KR20090020384A - DNA chip detection method using an evanescent wave fluorescence microscope - Google Patents

Abstract

A method for detecting the DNA chip by using evanescent wave fluorescence microscopy is provided to excite the fluorescent material adhered to the target DNA by using the evanescent wave generated with SPR(surface Plasmon resonance), thereby confirming the position and number of base sequence in the low DNA concentration of about 1nM. The method for detecting the DNA chip by using evanescent wave fluorescence microscopy comprises the steps of: immobilizing the carrier on the chip; adhering the fluorescent material to the end of DNA; exciting the fluorescent material adhered to the DNA by using the evanescent wave generated with SPR; and inspecting the excited fluorescent material with the evanescent wave fluorescence microscopy.

Description

Detecting method of DNA chips using evanescent wave fluorescence microscopy

1 is a manufacturing process of the DNA chip.
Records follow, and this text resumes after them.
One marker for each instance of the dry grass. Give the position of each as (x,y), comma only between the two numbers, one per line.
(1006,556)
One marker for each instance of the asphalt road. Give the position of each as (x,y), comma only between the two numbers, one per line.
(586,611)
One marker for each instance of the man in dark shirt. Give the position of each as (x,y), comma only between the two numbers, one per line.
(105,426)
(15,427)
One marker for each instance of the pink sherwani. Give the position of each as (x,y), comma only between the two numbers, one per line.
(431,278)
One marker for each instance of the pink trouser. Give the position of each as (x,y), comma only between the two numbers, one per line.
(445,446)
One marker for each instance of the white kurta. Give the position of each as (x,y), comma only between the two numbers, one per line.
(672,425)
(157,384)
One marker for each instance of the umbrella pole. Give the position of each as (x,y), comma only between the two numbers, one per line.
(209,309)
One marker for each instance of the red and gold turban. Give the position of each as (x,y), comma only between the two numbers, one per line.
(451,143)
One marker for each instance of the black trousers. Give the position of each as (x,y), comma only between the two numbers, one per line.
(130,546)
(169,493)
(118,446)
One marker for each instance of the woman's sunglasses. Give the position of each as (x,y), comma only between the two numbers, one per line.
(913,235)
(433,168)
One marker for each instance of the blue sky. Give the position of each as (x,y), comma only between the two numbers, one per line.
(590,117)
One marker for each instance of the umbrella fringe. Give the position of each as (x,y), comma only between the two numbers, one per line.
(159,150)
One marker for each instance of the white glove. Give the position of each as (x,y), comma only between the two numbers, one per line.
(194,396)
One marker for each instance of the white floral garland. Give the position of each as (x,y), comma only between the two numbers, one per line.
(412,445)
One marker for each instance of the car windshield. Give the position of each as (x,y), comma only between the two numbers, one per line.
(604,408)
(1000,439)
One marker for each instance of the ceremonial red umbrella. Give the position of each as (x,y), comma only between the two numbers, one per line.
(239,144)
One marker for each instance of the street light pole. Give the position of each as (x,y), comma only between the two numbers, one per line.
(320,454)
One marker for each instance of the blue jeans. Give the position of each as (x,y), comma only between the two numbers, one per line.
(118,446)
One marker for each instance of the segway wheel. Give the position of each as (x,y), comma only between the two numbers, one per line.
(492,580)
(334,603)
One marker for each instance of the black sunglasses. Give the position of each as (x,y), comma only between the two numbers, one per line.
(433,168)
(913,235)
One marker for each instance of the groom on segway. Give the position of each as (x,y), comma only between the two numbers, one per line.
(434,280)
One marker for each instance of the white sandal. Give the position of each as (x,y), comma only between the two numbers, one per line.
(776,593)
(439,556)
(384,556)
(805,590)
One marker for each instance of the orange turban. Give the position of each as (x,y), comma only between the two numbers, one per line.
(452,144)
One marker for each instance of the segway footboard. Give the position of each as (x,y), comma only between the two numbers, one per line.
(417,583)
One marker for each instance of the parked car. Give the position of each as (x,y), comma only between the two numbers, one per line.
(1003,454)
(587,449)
Figure 2 is a photograph of the carrier after UV irradiation attached to the dicing tape and cut to a size of 400μm with a dicing machine.
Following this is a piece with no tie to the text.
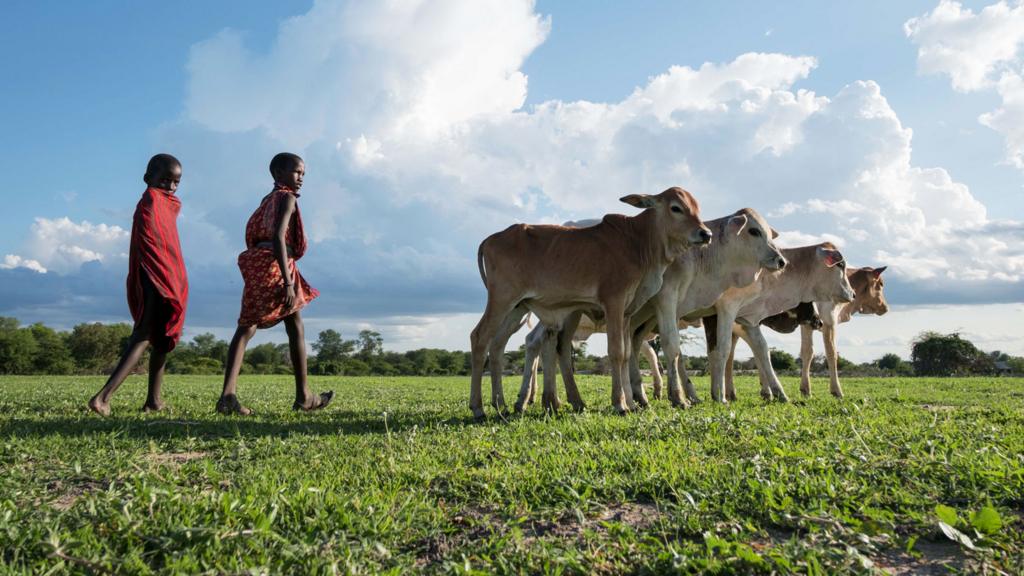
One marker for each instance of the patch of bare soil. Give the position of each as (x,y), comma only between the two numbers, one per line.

3 is a process diagram of fixing a biotin-modified probe DNA to a carrier by a biotin-avidin binding method.

Figure 4 is a DNA chip microarray process diagram of the carrier fixed to the pattern chip.

5 is a photograph of a carrier fixed to a pattern chip.

Figure 6 is a photograph of the concentration of the fluorescent image according to the hybridization of the probe DNA (PB-1) and match DNA (CR-1).

Figure 7a is a graph measuring the hybridization according to the concentration of the probe DNA and match DNA in real time.

Figure 7b is a graph measuring the fluorescence concentration according to the concentration of the target DNA.

8 is a concentration-specific photograph of fluorescence images according to hybridization of probe DNA (PB-1) and mismatched DNA having mismatched nucleotide sequences in the central and terminal portions.

FIG. 9A is a ΔFI graph of real time measurements of matched probe DNA and hybridization of each mismatched DNA. FIG.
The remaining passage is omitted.